Apprendre à vivre avec le diabète de type 1 cette première année a été un défi. Apprendre à défendre et à défier les adultes et les responsables l’était encore plus. Pourtant, l’été suivant, Eden est prête à finir ce qu’elle a commencé. Nous trouvons un nouveau camp, dirigé par des directeurs qui disposent d’une unité de soins attentifs et attentifs 24 heures sur 24. Au grand étonnement de beaucoup, nous envoyons notre fille insulinodépendante au camp pour quatre semaines supplémentaires. Elle reprend là où elle s’est arrêtée sur le lac, bien qu’il soit différent, en faisant du ski nautique avec ses nouvelles sœurs d’été. Elle apprend à se fier à une équipe de soins infirmiers qui écoute et observe profondément. Elle apprend à s’opposer, à remettre en question et à rester ferme. Mais surtout, elle apprend à faire confiance à sa capacité à prendre soin d’elle-même. C’est ce qu’elle fait chaque été pendant quatre années supplémentaires dans un camp qui devient sa deuxième maison.

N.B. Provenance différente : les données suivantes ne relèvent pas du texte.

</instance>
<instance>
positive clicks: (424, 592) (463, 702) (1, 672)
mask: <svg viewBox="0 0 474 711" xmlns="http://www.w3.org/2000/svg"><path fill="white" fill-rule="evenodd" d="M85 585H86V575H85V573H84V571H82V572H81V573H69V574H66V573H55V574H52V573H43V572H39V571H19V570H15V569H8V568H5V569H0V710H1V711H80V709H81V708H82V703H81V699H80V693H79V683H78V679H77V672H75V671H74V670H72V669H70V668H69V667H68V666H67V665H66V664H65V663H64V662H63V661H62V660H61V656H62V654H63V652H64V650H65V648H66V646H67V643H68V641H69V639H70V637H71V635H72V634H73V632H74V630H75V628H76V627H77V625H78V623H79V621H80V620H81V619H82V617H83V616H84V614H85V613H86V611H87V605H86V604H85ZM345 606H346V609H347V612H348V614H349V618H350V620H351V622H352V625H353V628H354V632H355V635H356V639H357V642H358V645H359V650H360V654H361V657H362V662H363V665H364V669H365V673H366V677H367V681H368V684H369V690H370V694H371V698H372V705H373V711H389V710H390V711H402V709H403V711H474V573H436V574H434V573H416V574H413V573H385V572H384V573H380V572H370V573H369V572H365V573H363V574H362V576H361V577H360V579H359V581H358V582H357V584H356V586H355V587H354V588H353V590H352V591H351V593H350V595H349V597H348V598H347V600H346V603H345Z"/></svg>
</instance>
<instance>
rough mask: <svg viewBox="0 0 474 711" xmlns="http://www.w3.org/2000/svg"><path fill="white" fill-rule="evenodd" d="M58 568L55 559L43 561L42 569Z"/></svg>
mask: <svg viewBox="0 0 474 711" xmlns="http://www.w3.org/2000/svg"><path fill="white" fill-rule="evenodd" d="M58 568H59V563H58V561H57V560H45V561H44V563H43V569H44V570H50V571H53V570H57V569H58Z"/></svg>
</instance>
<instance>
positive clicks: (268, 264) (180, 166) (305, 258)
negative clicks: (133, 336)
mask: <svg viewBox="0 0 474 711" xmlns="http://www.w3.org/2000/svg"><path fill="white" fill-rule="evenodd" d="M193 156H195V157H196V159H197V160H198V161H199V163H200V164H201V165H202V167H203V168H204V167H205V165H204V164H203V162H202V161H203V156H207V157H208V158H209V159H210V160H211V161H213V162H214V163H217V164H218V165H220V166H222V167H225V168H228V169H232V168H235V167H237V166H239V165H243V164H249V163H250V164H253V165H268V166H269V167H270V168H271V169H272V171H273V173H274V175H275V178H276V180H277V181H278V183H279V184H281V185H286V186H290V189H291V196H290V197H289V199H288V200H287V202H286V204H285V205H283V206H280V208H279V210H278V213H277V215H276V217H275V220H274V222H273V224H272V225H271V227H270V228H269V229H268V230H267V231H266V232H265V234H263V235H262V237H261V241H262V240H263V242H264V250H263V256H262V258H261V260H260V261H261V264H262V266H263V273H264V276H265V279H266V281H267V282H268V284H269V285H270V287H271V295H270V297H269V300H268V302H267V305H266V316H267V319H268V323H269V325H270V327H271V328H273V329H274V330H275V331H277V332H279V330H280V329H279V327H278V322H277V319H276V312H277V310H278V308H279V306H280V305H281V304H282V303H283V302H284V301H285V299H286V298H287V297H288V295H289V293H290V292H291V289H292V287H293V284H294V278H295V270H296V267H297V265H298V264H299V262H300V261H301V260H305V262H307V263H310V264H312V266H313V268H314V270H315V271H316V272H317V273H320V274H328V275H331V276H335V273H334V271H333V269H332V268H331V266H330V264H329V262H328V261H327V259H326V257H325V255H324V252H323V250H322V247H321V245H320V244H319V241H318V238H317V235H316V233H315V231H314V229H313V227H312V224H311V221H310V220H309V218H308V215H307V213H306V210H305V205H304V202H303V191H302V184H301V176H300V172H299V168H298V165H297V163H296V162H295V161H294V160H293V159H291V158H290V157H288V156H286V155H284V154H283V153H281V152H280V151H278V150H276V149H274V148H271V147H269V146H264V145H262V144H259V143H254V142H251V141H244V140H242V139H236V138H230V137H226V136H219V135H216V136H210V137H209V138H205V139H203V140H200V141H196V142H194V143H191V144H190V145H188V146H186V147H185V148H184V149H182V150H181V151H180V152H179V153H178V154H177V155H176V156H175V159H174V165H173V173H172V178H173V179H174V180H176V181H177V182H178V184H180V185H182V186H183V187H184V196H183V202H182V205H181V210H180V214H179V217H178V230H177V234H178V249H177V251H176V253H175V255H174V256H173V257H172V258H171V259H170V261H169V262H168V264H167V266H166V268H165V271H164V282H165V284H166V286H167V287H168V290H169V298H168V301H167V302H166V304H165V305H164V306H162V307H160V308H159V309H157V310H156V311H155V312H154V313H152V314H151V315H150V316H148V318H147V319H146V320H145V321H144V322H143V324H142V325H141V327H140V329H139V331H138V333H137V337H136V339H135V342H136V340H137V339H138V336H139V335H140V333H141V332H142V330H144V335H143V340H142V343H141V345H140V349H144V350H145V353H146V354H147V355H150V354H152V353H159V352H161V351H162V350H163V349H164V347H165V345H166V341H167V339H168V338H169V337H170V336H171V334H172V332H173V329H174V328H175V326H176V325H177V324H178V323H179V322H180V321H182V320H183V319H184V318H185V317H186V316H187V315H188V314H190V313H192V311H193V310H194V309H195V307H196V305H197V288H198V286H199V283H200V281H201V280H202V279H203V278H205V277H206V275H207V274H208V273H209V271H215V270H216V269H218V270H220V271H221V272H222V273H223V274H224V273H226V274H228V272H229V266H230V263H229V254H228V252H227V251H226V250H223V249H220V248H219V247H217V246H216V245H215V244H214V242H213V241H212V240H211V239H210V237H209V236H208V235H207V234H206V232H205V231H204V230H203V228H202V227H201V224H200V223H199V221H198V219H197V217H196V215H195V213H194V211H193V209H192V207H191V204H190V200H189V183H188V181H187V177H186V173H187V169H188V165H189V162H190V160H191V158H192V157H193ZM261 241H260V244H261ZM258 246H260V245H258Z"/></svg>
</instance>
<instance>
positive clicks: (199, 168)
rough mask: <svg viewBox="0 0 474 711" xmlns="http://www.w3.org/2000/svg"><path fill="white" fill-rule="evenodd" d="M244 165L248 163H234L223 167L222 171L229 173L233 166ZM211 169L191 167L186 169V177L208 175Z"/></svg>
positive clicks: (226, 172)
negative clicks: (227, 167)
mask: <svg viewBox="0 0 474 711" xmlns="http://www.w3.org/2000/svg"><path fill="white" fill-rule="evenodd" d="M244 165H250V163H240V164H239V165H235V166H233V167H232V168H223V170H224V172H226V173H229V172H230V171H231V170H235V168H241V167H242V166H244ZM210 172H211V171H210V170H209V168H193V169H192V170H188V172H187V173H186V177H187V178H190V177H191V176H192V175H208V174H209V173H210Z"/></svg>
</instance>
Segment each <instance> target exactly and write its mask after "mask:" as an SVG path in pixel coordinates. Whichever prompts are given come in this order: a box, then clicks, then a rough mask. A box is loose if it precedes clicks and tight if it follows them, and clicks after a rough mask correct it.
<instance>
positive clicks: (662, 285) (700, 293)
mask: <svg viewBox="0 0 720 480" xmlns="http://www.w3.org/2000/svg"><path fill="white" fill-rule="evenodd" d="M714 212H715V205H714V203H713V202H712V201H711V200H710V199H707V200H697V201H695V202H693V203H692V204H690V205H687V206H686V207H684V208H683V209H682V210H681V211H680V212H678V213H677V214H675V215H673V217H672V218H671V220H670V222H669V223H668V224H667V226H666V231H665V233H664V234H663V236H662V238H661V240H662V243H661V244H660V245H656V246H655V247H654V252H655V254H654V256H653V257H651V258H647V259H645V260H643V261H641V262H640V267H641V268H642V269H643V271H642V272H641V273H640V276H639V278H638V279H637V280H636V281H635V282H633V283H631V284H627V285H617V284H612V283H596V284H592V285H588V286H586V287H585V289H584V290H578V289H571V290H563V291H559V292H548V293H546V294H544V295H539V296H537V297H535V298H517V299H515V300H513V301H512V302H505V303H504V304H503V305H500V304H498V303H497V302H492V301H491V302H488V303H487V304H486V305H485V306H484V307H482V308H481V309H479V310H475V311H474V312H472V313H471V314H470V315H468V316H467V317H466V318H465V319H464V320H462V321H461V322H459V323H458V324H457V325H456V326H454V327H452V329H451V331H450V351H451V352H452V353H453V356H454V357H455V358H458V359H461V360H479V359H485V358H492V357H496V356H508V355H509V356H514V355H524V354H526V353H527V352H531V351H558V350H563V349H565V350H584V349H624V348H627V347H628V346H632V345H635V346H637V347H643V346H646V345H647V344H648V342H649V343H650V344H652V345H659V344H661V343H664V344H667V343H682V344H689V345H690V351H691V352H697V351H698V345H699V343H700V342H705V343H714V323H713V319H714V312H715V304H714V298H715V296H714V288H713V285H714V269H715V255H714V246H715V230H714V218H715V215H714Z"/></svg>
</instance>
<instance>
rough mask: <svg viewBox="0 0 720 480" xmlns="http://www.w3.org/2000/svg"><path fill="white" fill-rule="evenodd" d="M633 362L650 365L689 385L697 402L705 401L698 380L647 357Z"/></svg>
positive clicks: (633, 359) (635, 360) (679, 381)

Bien loin de la petite fille molle qui était dans les bras de mon mari et dont la voix n’était pas entendue, Eden, une étudiante en fin de secondaire, est maintenant une adolescente active et confiante qui est une jeune ambassadrice de la FRDJ, une défenseure et une éducatrice en diabète. Eden affirme qu’elle ne changerait rien à son diagnostic ou à son expérience. La résilience et la bravoure ont fait d’elle la plus forte défenseure que je connaisse.